McGee joined Texas Heart Institute during a time of exciting creative innovations such as the development of the implantable Ventricular Assist Device (VAD), which can provide a bridge for patients waiting on heart transplants or while their own heart recovers from certain conditions. More than 1,000 patients have received VAD implants at THI and more than 20,000 patients worldwide.

“All of those 40 years have been wonderful, and I’ve enjoyed being able to support the department,” McGee said. “I’m just extremely excited about where the department is now and all the opportunities and the growth.”

THI has provided 20 years of co-op educational opportunities for many biomedical engineering students from Texas A&M, as well as sponsorship of many senior design projects. McGee also provided administrative support to help THI and the Texas A&M College of Veterinary Medicine and Biomedical Sciences win a $3 million Texas Emerging Technology Fund grant to launch the Center for Cell and Organ Biotechnology, which has provided new jobs and educational opportunities for biomedical engineering and veterinary medicine students and faculty.

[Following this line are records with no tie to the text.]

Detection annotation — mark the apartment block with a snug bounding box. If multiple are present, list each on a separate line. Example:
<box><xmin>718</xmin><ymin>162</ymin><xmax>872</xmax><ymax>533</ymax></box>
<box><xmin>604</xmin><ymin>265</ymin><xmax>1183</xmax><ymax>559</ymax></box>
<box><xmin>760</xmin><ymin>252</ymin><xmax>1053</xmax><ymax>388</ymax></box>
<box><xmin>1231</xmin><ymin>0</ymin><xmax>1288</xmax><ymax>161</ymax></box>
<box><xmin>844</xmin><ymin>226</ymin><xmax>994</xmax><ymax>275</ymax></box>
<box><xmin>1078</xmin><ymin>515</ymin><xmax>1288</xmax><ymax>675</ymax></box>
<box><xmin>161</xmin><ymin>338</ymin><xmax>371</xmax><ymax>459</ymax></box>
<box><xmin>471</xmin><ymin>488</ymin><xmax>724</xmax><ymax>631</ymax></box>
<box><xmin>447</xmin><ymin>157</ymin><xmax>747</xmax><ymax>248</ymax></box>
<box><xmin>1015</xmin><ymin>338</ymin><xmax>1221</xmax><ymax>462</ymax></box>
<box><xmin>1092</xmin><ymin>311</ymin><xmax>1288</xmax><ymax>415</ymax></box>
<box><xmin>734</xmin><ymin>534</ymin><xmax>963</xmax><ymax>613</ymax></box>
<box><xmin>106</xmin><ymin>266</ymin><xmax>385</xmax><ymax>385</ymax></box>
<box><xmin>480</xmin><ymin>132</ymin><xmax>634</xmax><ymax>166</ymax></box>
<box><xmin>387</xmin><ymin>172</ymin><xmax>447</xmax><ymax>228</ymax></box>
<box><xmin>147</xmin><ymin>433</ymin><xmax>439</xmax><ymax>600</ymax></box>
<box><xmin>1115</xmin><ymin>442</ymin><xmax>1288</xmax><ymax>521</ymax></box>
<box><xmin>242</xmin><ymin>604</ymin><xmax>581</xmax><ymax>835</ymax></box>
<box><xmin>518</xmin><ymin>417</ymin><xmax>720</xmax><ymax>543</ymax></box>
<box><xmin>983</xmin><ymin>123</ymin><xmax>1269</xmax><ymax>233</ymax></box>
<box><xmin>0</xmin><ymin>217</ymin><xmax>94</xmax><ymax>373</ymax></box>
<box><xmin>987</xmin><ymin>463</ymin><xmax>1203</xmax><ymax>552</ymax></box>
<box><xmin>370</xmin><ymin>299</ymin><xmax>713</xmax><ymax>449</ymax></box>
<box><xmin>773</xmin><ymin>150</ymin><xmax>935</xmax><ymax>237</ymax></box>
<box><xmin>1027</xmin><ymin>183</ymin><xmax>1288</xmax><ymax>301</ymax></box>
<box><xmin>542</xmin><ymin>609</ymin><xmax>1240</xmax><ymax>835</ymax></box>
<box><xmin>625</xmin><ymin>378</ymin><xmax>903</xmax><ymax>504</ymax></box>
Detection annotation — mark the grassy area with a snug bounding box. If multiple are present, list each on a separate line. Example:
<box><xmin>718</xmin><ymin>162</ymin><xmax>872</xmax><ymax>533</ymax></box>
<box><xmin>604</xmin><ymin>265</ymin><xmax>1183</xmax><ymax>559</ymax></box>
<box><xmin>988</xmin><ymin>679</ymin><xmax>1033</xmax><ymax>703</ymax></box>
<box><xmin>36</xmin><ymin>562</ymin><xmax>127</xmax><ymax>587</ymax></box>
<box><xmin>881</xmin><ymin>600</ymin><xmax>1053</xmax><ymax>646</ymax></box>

“For decades, Mike has provided major support to the biomedical engineering department, including long-term active service on the Biomedical Engineering External Technical Advisory Board,” said Dr. Mike McShane, head of the Department of Biomedical Engineering. “He is certainly a role model who is very deserving of this award.”

McGee said he is proud to have Texas A&M be part of his past, present and future and plans to continue to contribute however he can to the success of the department.

“Many more can find ways to continue to support the department. All of us can do what we can and contribute as we can,” McGee said. “If we find ways to support good things and what’s going on here, I think the rewards for that are really all that matters and really worth that effort.”